Fyodor Dostoevsky wrote a novel about a man who truly wanted to follow Christ while living in a secular world in which the message Christ preached had become mere words. The novel was titled The Idiot, and the title says it all: the protagonist simply didn’t fit in and was thought a fool. Anyone who really wanted to follow the teachings of the New Testament would be so regarded in a world where commerce is at the center of our lives and politicians ignore all other issues when running for public office except “jobs and the economy.” Has your life gotten “better” in the last four years?

Business is not an inherently bad thing, but the profit motive that drives so many people in business (with rare exceptions) most assuredly is in conflict with a doctrine that focuses upon charity and love of our fellow humans. It is pointless to claim we are loving those we exploit and make dependent upon us or when we ignore those in need in our attempt to accumulate as much wealth as possible. In the end we must admit that Christianity has been forced to capitulate to capitalism. Any doubts we might have disappear at this time of the year, as Tom Lehrer reminds us:

God rest ye Merry Merchants

May ye make the Yuletide pay!

Irreconcilable Differences

When I was in college back in the dark ages I wrote a senior thesis titled “Dollars and Sense.” It wasn’t that good, but it started me on the path to investigating what seemed to me even then the inherent contradiction between Christianity and capitalism. I had read R.H.Tawney’s Religion and the Rise of Capitalism and later studied Max Weber’s The Protestant Ethic and the Spirit of Capitalism. And while in college I read Karl Marx’s Capital. Later I taught courses in Marx’s theories, especially as found in the first volume of Capital. It makes for tough but fascinating reading and, no, it doesn’t make me a “commie” — it is well to know what tunes the devil is playing. I learned some important things.

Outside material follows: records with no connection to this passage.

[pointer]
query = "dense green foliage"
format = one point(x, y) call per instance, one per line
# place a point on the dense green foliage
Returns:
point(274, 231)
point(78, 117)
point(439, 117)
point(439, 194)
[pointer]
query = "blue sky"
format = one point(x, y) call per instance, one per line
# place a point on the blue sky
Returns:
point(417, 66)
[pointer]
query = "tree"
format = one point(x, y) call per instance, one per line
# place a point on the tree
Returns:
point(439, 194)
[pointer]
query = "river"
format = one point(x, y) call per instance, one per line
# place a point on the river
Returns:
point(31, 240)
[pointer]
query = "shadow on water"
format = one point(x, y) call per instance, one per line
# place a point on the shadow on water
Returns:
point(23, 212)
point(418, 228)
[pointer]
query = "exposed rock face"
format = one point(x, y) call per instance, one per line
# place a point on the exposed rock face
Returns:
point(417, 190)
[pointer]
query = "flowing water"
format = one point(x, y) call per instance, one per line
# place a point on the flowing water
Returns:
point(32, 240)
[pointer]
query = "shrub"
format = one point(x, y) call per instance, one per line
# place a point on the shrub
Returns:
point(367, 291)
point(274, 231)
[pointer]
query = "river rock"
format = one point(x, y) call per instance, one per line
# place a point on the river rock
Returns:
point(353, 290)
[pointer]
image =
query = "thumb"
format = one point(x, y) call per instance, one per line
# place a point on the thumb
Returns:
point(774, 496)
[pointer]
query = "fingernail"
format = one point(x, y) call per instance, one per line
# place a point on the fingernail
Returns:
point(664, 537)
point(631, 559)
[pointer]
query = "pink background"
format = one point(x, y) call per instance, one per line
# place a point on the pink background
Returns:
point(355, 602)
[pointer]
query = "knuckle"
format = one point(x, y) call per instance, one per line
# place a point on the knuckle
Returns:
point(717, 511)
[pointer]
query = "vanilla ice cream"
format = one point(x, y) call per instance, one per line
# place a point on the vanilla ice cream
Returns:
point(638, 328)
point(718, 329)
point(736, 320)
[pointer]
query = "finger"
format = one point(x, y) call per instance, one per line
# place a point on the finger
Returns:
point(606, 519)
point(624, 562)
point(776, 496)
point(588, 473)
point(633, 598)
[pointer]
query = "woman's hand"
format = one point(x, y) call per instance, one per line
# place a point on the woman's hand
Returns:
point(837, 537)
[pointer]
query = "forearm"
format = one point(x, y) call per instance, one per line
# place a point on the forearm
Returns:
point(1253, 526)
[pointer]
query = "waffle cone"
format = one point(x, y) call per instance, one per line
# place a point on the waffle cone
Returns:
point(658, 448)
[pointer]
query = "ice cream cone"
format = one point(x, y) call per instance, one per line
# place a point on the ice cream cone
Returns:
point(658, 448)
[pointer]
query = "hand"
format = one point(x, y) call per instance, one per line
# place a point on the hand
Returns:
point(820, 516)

To begin with, Marx was a lousy economist. Most agree about this. He based his economic theories on the labor theory of value, which insists that the value of a commodity is determined by how much “homogeneous” labor goes into the making of it. This theory has since been dismissed out of hand. But while he wasn’t a very good economist, Marx was an excellent moralist. In fact, if you look closely, his moral theory comes right out of the New Testament as does much of ethical theory in the West. I doubt that Marx would have admitted that, however, as he thought religion the “opiate of the people.” But it remains the case.

He was deeply disturbed by the fact that private ownership of the means of production under capitalism requires that human beings have to sell their labor, thereby becoming commodities themselves. This reduces persons to things. The capitalist, while admittedly taking risks, exerts little labor of his own while exploiting the labor of others. That is, he uses other people while growing rich himself. The further problem, as Marx saw it, was that the man (or woman) who labors is separated from the product he or she makes . He called this “alienation.” And it was these factors, all of them moral considerations, that Marx believed would bring capitalism to an end.

In Marx’s view, the moral contradictions within capitalism would eventually bring about a revolution that would result in socialism in which the state would end up owning the means of production thereby allowing the workers to begin to realize the actual worth of their labor. But this was to be a transitional stage to communism, an egalitarian society in which all owned the means of production, no one exploited anyone, there was no alienation of labor, and everyone would enjoy the fruits of their labors. This, of course, is an ideal and it is surprisingly like the ideals of Christianity. Indeed, it might describe life in a monastery.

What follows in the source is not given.